Die Minuten vor Beginn einer Trauerfeier sind für mich ganz besonders. Ich atme die Atmosphäre ein, sammle Kraft, um Kraft geben zu können.
Die Trauerfeier – die Revue eines Lebens
Jede Trauerfeier ist die kleine Revue eines Lebens. Dazu gehören nicht nur Sonnenschein und Erfolge, sondern auch trübe Tage, Lebensbrüche und Herausforderungen. Ja, Ecken und Kanten inklusive. „Du bist der einzige Redner, der auch über nicht so schöne Dinge spricht“, hat mir neulich ein Bestatter gesagt. Ja, warum denn auch nicht? Ich möchte keinen heilig sprechen in meinen Reden, sondern ihn oder sie durch die Worte für einen Moment in die Mitte der Trauergesellschaft holen. Eine Wunschrede ist ebensowenig eine Generalabrechnung. Mein Leitmotto: „So wie du warst. So wie du bist. So wie du bleiben wirst.“ Ich stelle mir oft vor, ob derjenige oder diejenige über den ich spreche, sich wohl fühlen würde in diesem Moment.
Familie und Freunde werden angesprochen
So wie der Florist mit Blumen, der Bestatter mit der Dekoration, so schaffe ich mit der
Kraft der Worte und mit Trauerritualen eine Atmosphäre. Mit der 92-jährigen Dame sind wir noch einmal durch den Garten gewandelt, jenem Fleckchen Erde, das ihr ein und alles war. Ein Garten für die ganze Familie, Kinder und Enkel, aber auch Freunde und Wegbegleiter. Voller Arbeit, Erholung, Teamwork, Geselligkeit – und trotzdem nicht perfekt. Und gerade deswegen einmalig schön. Eine Trauerrede ist mehr als ein Aneinanderreihen von Daten und Episoden. Sie enthält eine Botschaft über den Tag hinaus.
Erinnern heißt auch Mut machen
Erinnern heißt nicht nur zurückschauen. Erinnern heißt Trauer zulassen, aber auch Mut machen, den
Samen der Hoffnung ausstreuen. Darin sehe ich als Trauerredner meine Aufgabe. Das fällt nicht immer leicht. Gerade dann, wenn wie in diesem Fall ein hochbetagter Ehemann zurückbleibt. Der aber getragen wird von einer starken Familie. Wenige Stunden nach der
Trauerfeier erhalte ich diese Zeilen:
Wir waren mit Ihrer Rede sehr zufrieden und angetan. Sie haben uns damit viel auf den Weg gegeben und unsere Mutti würdig geehrt. Von allen ein Lob!

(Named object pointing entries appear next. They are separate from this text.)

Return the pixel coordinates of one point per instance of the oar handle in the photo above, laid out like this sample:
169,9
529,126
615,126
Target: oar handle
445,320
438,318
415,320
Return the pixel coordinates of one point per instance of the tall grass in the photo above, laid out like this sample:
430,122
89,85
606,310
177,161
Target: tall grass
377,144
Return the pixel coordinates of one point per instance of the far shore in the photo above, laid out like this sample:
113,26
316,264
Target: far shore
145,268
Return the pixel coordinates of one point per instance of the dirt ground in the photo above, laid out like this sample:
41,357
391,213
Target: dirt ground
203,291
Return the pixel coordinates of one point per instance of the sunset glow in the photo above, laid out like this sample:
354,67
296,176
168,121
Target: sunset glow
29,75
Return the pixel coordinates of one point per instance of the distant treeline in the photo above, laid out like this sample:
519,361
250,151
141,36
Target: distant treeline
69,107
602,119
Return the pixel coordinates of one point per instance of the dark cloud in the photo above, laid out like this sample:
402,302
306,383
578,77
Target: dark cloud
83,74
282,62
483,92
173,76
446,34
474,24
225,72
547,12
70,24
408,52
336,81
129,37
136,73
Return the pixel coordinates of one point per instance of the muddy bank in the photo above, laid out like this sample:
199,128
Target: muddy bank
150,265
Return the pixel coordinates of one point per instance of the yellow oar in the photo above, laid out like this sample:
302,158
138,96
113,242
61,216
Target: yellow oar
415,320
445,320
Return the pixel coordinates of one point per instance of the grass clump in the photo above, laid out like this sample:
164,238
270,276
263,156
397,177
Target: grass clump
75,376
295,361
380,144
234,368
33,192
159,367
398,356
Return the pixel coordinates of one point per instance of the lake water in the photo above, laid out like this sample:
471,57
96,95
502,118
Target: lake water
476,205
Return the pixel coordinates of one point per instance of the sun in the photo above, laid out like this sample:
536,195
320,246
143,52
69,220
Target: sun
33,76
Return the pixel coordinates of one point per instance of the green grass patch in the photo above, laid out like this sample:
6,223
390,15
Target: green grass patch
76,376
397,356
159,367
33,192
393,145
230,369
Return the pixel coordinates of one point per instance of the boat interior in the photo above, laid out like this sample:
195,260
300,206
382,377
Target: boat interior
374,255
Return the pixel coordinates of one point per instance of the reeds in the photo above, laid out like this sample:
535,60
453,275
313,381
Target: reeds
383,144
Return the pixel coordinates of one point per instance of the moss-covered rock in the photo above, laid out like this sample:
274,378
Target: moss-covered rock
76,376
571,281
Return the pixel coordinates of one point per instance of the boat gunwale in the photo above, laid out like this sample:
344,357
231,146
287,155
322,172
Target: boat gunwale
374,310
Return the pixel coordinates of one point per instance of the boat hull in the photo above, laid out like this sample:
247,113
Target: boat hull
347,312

Dann weiß ich, dass die Worte meiner Trauerrede genau die richtigen waren. „Es muss von Herzen kommen, was auf Herzen wirken soll.“ Das wusste schon der Wahl-Leipziger auf Zeit Johann Wolfgang von Goethe. Recht hat er. Und das gilt nicht nur für Trauerreden in Leipzig.